Bertram was also recognized for the important collaborative role in research sponsored by the National Storage Industry Consortium (now Information Storage Industry Consortium, INSIC) founded in 1991 to enhance industry competitiveness thru cooperation between universities and industry.

In 2004, Bertram retired from CMRR and moved back to the San Francisco Bay Area. He continued in a role as emeritus Professor at UCSD and also consulted part-time for Hitachi GST.

== Awards and recognition ==
In 1986, Bertram was selected to be an IEEE Magnetics Society Distinguished Lecturer giving a talk entitled, "Unsolved Problems in the Physics of Magnetic Recording".

In 1987, Bertram was named an IEEE Fellow "for contributions to the theory and applications of magnetic recording".

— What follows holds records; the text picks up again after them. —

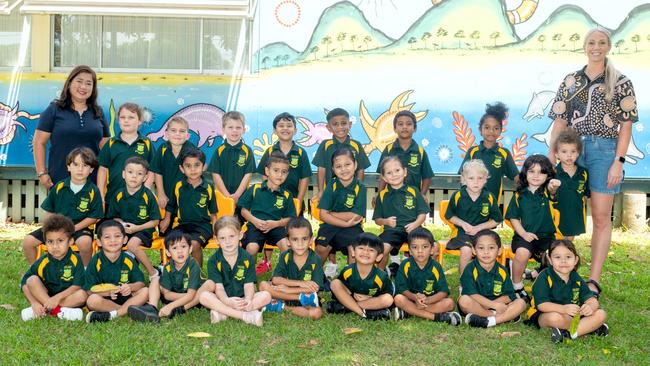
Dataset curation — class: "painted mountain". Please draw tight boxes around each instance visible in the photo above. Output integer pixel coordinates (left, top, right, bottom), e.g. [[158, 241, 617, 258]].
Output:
[[386, 0, 519, 51]]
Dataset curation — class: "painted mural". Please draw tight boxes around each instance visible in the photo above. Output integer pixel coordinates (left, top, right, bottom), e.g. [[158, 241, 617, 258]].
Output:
[[0, 0, 650, 177]]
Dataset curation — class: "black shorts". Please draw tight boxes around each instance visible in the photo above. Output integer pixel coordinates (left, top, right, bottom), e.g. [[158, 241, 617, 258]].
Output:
[[511, 234, 555, 263], [316, 225, 363, 255], [174, 224, 212, 248], [29, 228, 94, 244], [242, 224, 287, 248]]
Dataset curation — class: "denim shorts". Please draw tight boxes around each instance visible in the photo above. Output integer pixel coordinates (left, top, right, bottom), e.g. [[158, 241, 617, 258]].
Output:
[[578, 136, 625, 194]]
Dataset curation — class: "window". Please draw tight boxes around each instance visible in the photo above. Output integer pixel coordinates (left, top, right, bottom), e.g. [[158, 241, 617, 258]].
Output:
[[54, 15, 250, 74]]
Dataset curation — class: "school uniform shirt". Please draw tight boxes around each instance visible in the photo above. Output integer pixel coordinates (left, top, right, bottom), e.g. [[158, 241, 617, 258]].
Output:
[[338, 263, 395, 297], [84, 250, 144, 291], [106, 185, 160, 235], [458, 141, 519, 203], [256, 141, 311, 197], [377, 140, 433, 189], [318, 177, 366, 226], [395, 257, 449, 296], [41, 178, 104, 224], [36, 101, 111, 182], [528, 267, 596, 319], [149, 141, 196, 203], [208, 247, 257, 297], [208, 140, 255, 194], [311, 135, 370, 182], [555, 164, 591, 236], [160, 257, 201, 293], [166, 179, 217, 233], [20, 248, 85, 296], [372, 184, 429, 231], [548, 66, 639, 139], [99, 134, 155, 201], [445, 186, 503, 238], [237, 181, 296, 220], [460, 259, 516, 300], [506, 187, 558, 239], [273, 249, 325, 289]]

In 2003, Bertram won the IEEE Reynold B. Johnson Information Storage Systems Award for "fundamental and pioneering contributions to magnetic recording physics research". This is a Technical Field Award of the IEEE given each year to an individual that has made outstanding contributions to information storage systems. Other contemporary recipients include Denis Mee, Chris Bajorek, Mark Kryder, Alan Shugart, Jim Lemke.

In 2004, Bertram and Kaizhong Gao were honored with the annual technical achievement award from INSIC (International Storage Industry Consortium) for "pioneering work in the exploration of tilted magnetic recording and the resulting insights contributed to the INSIC EHDR Research Program for advanced hard disk storage technology". Bertram was similarly honored earlier in 1999.

In 2006, Bertram received the IEEE Magnetics Society 2006 Achievement Award for "contributions to the understanding of magnetic recording".

== Books and publications==

Neal Bertram is a physicist noted for his contributions to the theory of magnetic recording. He is the author of the widely cited book "Theory of Magnetic Recording" (Cambridge University Press, March 1994). The book was translated into Mandarin Chinese by Xiaodong Che.

in 1992, Bertram and J. Zhu collaborated on the chapter "Fundamental Magnetization Processes in Thin-Film Recording Media" in Solid State Physics: Volume 46, Eds. H. Ehrenreich & D. Turnbull

Bertram has authored/co-authored over 285 scientific papers largely related to Magnetic Recording for Tape Recorders and Hard Disk Drives (HDDs).